Under his leadership, the Hilton Foundation has continued to support long-term initiatives in sectors such as early childhood development, safe water access, homelessness reduction, and Catholic sisters’ leadership.
His keynote will likely reflect themes he has long promoted: pooled capital for the public good, humility in complexity, and faith in proximate leadership.
Collaborative Thought Leadership
Peter Laugharn has co-founded the International Education Funders Group and the Coalition for Children Affected by AIDS. He currently sits on the boards of the Council on Foundations and the Pacific Council on International Policy.
His commitment to learning from the field, rather than prescribing top-down solutions, has made him a trusted voice in reimagining aid and development.
His prior speeches and writings emphasize not just what philanthropy funds, but how it engages, with respect, with accountability, and with an ear tuned to community knowledge.

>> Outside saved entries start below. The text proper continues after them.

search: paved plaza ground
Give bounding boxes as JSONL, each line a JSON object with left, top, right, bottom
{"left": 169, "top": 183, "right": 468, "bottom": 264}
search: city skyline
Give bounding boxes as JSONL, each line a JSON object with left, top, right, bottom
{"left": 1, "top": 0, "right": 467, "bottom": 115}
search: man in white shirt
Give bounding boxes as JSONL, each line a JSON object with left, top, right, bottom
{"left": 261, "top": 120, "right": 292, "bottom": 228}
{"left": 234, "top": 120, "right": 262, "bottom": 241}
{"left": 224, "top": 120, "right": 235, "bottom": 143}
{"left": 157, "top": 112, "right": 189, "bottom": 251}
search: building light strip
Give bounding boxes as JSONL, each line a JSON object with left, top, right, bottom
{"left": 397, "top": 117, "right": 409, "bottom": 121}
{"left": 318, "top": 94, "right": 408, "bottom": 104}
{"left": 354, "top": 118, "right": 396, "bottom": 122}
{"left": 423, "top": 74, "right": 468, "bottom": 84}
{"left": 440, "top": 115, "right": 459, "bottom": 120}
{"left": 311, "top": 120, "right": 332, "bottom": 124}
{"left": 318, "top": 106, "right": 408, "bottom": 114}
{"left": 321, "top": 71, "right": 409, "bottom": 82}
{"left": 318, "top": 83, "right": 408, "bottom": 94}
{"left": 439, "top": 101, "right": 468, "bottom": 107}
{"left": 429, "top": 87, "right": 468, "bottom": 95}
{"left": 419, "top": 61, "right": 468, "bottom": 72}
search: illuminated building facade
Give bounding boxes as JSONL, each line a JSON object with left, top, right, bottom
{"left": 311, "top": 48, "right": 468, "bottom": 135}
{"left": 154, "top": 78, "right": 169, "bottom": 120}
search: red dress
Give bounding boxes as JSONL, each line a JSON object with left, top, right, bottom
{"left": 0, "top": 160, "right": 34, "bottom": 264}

A Timely Voice in a Changing World
As the global philanthropic community reckons with questions of power, sustainability, and decolonization, Peter Laugharn’s presence at the 2025 East Africa Philanthropy Conference serves as both anchor and compass.
His career reflects the kind of philanthropy that stays long after the cameras are gone. It builds deeper, listens longer, and chooses what will endure over what merely appears urgent.
In Kigali, he will help set the tone for a gathering that aims to shift paradigms—away from fragmentation and towards cohesion, away from charity and towards justice. His message will challenge participants to reflect not just on where the money goes, but on who decides, who leads, and what legacy they leave behind.